The irony: Israel contains costs by adopting a very centralized, government-run health care system — anathema to Romney’s Republican Party.

“Do you realize what health care spending is as a percentage of the GDP in Israel? Eight percent. You spend eight percent of GDP on health care. You’re a pretty healthy nation,” he said Monday at a breakfast fundraiser, according to the New York Times. “We spend 18 percent of our GDP on health care, 10 percentage points more. That gap, that 10 percent cost, compare that with the size of our military — our military which is 4 percent, 4 percent. Our gap with Israel is 10 points of GDP. We have to find ways — not just to provide health care to more people, but to find ways to fund and manage our health care costs.”

Israel’s health care system is an instructive exercise in all that rankles American conservatives — replete with government mandates, price controls and centralized payments funded mostly by high taxes.
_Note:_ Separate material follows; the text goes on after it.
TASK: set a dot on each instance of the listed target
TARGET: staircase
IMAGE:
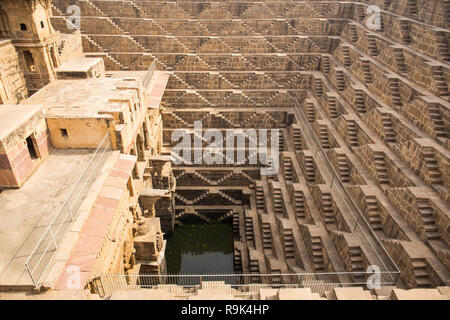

Reformed in 1995 on the basis of a European model, Israelis are forced to buy insurance from one of several competing not-for-profit plans, which are heavily regulated by the government, according to the journal Health Affairs. The state requires them to cover everyone regardless of health status, and establishes a broad benefits package insurance policies must provide, updated annually by a committee of appointed experts. The government pays the full cost of these policies, mostly through higher taxes. The state also caps the level of annual revenue hospitals can earn from an insurance plan. Care is largely delivered through government-owned facilities; there are private providers, but they tend to charge more.

So how’s the socialized approach working out?
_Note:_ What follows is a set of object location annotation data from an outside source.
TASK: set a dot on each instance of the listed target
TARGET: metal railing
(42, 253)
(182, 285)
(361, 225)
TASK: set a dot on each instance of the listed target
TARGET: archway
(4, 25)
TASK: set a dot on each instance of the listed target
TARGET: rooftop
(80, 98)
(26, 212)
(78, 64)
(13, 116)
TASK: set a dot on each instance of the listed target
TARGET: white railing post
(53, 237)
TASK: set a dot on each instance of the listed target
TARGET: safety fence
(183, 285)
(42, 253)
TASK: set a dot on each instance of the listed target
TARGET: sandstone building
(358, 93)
Quite well. Israel covers all residents and spends 8 percent of its national product on health care; the U.S. has many uninsured and currently spends 17.5 percent. Nor are Israelis resigned to low quality care or long waits that some associate with government-run systems: according to the Jewish Daily Forward, “going by many indexes of health outcomes, the result in terms of quality of care [in Israel] is often better — and definitely cheaper than in the U.S.”

A 2010 study in Health Affairs describes “strong government influence” over its system as the catalyst for Israel’s low health spending growth since the 1995 reforms.

The Affordable Care Act moves the U.S. a bit closer to an Israel-type system with the use of regulations and mandates to extend coverage, but permits far less government power over health care delivery than Israel. Romney has vowed to repeal the law if elected president.